Maine is the only state in the Northeast - and one of very few nationally - that requires a specific license for the installation and sale of modular homes, according to the Press Herald. That requirement adds friction not present in conventional site-built construction of comparable scale.
Details
The Legislature allocated approximately $900,000 in the governor's supplemental budget to help five multifamily modular projects already in development navigate the existing regulatory framework, according to Mainebiz. MaineHousing, which received the funding as part of its $37.5 million FY 2026-27 budget, said it will develop a process in the coming weeks to facilitate those pending projects, spokesman Scott Thistle told the outlet.
The cost implications are significant. According to an estimate from Backyard ADUs, which worked on the Dougherty Commons project, using Maine-licensed tradespeople in the factory adds an estimated $3,000 per module, translating to cost increases ranging from $24,000 to $468,000 per project.

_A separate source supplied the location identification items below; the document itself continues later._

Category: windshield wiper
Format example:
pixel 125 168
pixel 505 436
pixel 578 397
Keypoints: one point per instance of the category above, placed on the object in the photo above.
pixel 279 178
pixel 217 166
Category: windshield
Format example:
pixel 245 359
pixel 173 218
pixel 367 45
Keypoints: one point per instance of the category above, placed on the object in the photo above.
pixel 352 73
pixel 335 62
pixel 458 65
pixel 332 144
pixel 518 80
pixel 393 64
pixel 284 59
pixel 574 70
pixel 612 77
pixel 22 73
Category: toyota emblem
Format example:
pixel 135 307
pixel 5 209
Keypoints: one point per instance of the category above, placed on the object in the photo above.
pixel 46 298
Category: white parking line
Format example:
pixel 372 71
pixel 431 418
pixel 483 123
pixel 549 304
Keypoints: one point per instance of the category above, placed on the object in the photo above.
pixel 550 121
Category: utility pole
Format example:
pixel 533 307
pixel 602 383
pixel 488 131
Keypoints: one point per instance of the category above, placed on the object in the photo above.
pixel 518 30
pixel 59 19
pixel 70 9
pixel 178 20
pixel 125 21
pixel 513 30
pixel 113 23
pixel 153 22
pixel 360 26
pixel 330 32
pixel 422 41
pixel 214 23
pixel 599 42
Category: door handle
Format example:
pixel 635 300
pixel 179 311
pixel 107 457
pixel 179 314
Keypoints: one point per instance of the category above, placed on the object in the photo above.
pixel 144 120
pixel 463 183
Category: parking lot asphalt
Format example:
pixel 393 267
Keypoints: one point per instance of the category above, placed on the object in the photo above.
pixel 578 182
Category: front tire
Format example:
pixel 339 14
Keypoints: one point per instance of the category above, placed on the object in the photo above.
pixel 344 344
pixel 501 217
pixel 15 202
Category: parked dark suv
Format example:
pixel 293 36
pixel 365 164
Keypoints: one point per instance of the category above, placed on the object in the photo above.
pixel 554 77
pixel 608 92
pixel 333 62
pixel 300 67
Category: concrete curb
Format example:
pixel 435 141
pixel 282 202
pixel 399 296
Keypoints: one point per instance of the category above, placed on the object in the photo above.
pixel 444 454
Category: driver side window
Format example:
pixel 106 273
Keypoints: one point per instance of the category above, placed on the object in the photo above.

Kara Wilbur, president of Rumford-based modular housing company Dooryard, told Mainebiz she has already retooled upcoming multifamily projects in Yarmouth and Madison for conventional ground-up construction. The Maine Association of General Contractors opposed the bill, arguing it proposed changes too quickly. Executive director Kelly Flagg said the delay offers an opportunity to bring stakeholders together for a more balanced approach.
The situation carries implications beyond Maine. Modular construction accounts for just 3% of new home construction in the United States, compared with 15% to 80% in Europe and Japan, according to U.S. Census Bureau data cited in the working group's report. Nationally, 39 states operate state-specific modular certification programs, each with different requirements for factory inspections, third-party oversight, and cross-state reciprocity - a fragmentation that limits the economies of scale factory-built housing needs to compete with traditional construction.
Outlook
Greg Payne, senior advisor on housing policy for the Governor's Office for Policy Innovation and the Future, told Mainebiz he expects the bill to be reconsidered in the 2027 legislative session, though it would likely not take effect until fall of that year unless passed as emergency legislation. At the federal level, a March 2026 executive order directed agencies to re-examine restrictions on manufactured or modular housing based on construction method rather than objective safety standards, and the bipartisan 21st Century ROAD to Housing Act includes a provision directing HUD to review barriers to modular housing financing. Whether those federal signals translate into state-level action will determine how quickly the regulatory environment catches up with an industry that developers say can deliver housing faster - if codes allow it.